Researchers have identified the mechanisms behind the worsening of the immune system in response to different viral infections, a discovery that might help in the development of new therapeutics for diseases like the coronavirus or COVID-19.
The study that got published in the journal Nature Immunology, stated that several viral infections cause the impairments of some components of the immune system like the T cells in a press called the immune 'Exhaustion'. As per the scientists from the University of Melbourne in Australia, this process has also been confirmed in the patients suffering from severe COVID-19.
Scientists Identify Reason Behind Worsening of Immune System
The researchers mentioned to overcome the exhaustion is a major aim for the development of new therapies for many viral infections. While previous studies had shown that during severe infections, the T cells had lost their function slowly and over long time periods, the latest study found that they can be impaired within just a few days. In the study, the researchers also found several new mediators of the immune exhaustion that might be targeted in new therapies.
"This is an exciting finding, particularly in the context of COVID-19 as one of the big questions is why some people get severely sick, while others experience mild disease," the study co-author Daniel Utzschneider from the University of Melbourne said as reported by the Financial Express.

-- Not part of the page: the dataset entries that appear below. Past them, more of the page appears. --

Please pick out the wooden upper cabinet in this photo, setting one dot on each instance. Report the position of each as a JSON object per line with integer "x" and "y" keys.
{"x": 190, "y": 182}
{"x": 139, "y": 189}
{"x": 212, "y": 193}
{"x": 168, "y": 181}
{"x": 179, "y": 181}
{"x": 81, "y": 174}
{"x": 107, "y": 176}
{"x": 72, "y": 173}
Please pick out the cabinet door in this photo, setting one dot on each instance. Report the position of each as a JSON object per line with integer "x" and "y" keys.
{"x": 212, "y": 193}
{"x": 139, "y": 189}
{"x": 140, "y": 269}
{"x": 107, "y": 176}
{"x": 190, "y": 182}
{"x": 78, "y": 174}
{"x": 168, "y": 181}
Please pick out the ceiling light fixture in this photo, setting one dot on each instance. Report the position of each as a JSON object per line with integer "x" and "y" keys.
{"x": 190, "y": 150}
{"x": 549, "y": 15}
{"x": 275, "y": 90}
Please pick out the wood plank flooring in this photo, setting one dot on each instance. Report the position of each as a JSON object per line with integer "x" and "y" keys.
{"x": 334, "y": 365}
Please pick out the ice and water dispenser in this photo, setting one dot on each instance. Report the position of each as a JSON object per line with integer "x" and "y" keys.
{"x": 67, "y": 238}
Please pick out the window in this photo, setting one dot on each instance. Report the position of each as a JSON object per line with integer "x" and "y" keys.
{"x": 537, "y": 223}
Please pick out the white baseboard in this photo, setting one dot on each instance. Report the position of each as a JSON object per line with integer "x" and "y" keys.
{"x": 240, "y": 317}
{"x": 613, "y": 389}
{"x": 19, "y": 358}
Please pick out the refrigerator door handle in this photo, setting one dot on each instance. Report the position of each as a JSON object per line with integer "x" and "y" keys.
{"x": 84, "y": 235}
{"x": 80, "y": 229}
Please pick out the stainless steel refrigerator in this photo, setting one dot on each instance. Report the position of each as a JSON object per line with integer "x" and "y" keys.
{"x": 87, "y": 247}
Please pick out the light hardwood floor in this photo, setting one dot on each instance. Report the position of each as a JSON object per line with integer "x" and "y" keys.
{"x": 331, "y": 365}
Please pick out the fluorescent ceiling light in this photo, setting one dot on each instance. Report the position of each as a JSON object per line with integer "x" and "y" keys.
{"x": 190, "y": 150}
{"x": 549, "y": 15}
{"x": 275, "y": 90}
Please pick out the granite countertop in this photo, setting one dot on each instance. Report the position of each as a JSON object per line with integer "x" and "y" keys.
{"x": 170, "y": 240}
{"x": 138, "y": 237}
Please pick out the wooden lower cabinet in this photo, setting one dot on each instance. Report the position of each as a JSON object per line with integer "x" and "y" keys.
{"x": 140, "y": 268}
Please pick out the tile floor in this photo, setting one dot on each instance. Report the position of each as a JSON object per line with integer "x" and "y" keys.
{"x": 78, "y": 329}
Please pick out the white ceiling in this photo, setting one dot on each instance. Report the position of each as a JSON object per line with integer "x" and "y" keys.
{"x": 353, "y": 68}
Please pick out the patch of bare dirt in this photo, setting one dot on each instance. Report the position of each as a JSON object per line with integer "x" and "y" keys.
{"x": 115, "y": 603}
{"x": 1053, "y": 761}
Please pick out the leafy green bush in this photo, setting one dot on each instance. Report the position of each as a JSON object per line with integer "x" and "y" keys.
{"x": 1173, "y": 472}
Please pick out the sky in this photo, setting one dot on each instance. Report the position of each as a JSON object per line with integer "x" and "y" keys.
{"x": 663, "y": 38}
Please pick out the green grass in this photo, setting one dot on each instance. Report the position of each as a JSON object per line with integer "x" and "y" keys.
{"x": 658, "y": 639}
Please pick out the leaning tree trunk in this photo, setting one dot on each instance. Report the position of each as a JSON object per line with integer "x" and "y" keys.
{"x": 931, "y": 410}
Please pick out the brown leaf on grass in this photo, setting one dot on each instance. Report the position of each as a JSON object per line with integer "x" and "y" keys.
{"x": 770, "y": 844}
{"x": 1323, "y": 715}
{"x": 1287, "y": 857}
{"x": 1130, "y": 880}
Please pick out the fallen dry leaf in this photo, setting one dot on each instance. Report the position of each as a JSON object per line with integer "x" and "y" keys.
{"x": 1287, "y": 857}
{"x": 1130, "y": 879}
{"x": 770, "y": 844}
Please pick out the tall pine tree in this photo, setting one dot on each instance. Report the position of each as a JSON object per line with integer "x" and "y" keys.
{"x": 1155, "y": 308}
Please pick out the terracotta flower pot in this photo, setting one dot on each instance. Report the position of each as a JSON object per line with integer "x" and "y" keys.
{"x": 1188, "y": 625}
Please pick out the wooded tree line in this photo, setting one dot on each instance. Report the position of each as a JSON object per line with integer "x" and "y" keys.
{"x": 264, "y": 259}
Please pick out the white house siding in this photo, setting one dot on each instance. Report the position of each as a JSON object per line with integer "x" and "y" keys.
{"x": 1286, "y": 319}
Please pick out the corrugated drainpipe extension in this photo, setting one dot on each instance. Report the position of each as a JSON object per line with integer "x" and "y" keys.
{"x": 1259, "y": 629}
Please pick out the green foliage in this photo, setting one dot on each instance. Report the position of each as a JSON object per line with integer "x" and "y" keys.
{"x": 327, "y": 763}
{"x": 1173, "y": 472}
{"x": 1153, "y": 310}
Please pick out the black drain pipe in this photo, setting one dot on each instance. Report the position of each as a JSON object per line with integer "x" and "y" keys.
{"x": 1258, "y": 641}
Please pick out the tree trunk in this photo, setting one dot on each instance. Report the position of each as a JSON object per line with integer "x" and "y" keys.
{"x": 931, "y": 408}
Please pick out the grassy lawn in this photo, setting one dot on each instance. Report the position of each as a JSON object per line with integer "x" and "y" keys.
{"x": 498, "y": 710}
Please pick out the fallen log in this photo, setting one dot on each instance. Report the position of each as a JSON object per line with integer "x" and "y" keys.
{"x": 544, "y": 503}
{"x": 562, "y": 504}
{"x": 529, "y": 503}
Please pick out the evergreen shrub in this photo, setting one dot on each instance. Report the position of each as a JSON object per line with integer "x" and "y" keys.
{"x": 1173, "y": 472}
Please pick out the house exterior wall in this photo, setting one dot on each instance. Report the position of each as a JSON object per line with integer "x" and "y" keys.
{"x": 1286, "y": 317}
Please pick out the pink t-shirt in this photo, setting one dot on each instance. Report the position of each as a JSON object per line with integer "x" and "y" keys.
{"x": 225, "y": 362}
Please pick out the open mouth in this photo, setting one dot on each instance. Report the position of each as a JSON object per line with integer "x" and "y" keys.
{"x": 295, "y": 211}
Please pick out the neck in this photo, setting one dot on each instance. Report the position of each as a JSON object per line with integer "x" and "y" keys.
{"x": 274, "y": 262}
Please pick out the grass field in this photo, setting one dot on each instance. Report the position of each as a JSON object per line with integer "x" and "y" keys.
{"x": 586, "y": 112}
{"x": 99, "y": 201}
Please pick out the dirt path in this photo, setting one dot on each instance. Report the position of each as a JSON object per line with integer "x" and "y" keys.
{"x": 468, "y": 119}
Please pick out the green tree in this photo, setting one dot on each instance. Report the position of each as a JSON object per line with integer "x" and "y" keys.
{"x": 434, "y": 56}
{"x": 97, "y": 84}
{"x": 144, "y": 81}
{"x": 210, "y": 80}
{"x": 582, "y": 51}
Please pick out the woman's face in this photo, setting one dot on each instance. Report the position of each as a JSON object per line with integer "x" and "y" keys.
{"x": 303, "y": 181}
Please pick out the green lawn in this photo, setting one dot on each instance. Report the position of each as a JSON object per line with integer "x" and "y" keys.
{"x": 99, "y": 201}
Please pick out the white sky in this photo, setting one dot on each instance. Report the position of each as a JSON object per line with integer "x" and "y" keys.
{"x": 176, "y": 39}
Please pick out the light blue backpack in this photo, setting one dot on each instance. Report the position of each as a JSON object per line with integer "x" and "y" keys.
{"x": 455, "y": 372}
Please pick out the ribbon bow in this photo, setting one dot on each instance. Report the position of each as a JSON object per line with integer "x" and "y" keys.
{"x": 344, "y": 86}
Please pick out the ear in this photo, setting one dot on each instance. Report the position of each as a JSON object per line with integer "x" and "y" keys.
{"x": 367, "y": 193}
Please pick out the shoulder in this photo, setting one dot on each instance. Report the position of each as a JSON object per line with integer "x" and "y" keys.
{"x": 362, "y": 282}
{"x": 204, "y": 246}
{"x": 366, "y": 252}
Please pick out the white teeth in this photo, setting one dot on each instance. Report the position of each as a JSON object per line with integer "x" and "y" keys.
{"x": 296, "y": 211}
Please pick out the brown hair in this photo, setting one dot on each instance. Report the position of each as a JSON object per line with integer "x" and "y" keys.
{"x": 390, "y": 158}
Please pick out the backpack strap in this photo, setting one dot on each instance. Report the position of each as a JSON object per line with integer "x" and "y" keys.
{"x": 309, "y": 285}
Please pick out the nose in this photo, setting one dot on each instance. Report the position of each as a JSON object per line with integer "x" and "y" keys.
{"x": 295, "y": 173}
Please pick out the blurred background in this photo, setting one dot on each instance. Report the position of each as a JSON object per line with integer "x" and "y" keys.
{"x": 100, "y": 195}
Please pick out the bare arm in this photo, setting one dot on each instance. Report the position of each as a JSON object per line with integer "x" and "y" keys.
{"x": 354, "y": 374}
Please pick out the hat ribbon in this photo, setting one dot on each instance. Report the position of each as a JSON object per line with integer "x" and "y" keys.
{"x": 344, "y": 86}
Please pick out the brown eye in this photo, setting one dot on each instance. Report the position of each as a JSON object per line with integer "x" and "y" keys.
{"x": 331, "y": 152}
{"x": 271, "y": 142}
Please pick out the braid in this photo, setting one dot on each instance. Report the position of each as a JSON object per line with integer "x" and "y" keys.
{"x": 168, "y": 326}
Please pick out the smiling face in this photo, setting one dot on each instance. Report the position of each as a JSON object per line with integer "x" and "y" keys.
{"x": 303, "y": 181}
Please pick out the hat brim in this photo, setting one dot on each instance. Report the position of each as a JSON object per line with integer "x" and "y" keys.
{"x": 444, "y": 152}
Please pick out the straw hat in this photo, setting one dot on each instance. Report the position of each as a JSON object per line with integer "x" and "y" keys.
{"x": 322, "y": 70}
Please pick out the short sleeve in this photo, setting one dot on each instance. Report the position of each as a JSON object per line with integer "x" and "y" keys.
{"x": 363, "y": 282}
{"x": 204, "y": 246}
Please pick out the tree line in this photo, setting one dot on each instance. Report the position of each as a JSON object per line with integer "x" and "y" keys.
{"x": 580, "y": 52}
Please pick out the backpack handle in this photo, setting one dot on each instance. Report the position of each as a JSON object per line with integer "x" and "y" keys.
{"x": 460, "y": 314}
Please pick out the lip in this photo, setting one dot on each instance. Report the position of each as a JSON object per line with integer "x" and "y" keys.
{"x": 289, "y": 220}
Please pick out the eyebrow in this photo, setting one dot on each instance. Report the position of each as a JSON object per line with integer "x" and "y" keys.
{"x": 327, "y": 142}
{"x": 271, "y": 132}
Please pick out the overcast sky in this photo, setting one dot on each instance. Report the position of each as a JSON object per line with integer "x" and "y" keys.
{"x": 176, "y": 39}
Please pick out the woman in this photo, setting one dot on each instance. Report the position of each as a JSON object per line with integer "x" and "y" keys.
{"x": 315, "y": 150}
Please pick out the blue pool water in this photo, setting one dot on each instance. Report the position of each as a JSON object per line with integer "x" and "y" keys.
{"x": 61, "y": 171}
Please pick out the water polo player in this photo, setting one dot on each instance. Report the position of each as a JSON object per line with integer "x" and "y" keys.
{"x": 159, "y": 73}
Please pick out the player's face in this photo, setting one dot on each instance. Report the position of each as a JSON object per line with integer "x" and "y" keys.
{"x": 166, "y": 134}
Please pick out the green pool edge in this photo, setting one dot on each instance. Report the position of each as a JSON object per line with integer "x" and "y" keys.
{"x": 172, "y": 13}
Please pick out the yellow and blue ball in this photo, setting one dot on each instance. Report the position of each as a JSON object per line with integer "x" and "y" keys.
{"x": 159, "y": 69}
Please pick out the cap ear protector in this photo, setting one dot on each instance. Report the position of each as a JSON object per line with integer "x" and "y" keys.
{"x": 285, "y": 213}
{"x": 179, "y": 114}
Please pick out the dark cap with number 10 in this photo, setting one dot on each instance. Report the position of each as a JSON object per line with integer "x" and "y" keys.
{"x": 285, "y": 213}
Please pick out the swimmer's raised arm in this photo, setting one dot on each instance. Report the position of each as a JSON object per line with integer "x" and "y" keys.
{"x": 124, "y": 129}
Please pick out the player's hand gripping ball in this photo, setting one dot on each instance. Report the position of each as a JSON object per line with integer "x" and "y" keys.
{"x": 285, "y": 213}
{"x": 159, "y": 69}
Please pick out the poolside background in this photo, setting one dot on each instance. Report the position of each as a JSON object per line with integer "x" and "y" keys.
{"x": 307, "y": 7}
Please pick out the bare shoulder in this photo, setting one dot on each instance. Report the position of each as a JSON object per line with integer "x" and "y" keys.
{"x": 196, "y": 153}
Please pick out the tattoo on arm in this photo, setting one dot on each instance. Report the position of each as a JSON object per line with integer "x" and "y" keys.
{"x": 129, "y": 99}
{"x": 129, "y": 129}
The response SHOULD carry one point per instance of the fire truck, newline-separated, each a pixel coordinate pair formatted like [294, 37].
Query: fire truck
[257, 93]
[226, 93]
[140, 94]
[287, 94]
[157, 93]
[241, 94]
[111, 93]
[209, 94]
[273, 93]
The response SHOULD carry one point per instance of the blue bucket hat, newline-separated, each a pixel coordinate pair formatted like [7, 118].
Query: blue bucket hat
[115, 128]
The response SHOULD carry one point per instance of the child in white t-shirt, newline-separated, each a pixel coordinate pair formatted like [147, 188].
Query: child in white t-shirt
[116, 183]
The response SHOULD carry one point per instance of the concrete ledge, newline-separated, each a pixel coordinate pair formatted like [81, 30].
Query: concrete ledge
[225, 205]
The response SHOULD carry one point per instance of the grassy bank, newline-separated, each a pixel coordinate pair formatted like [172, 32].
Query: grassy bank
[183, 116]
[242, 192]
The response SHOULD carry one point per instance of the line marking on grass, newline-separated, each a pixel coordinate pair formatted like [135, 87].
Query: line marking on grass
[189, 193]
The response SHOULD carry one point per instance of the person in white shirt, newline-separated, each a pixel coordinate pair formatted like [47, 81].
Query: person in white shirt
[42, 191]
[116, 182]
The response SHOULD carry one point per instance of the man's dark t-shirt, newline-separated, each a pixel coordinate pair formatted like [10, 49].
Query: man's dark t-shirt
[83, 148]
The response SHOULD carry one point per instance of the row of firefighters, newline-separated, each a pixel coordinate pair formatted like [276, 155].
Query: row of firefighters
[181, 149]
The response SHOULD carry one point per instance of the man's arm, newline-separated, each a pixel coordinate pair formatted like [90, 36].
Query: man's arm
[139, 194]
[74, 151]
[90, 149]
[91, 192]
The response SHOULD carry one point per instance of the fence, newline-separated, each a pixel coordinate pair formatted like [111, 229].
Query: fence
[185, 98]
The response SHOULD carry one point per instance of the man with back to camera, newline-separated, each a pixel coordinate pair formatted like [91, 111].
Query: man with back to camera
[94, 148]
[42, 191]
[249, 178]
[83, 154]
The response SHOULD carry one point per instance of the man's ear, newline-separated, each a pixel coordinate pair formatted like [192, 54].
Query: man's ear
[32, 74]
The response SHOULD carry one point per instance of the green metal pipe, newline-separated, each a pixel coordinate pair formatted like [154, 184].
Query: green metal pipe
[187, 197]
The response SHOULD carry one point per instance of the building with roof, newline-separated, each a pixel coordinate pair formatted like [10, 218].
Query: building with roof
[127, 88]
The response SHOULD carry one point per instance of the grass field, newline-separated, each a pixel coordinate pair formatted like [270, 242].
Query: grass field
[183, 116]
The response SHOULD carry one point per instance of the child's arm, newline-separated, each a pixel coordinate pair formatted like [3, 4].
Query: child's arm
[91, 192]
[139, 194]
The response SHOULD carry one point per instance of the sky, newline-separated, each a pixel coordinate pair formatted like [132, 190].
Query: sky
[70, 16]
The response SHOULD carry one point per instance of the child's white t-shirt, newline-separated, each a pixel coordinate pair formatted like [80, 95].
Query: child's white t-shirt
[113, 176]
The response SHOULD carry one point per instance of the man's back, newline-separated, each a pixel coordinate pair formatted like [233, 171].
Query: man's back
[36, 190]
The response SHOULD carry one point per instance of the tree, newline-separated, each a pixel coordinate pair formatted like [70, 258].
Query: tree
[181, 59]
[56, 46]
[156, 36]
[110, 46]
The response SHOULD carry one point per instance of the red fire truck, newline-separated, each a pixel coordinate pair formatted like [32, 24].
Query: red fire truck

"We looked at both mild and overwhelming Lymphocytic Choriomeningitis Virus infections in mice, which serves as a model for severe viral infections in humans, early after onset of disease, and identified striking differences at the molecular and functional level," he added.
Response of T Cells
The researchers showed that while responding to the infections that are difficult to eliminate, the T cells down-regulate their functions within days. They also mentioned that the T cells while responding to a weaker infection remained highly functional.
"These findings are extremely exciting. Our data show that T cells could be manipulated during early stages of severe viral infection to improve their activity," Axel Kallies, another co-author of the study mentioned.
The novel virus outbreak has created a major stir around the world in recent times infecting more than 23.6 million people globally and claimed the lives of over 813,000 people worldwide in more than 170 countries.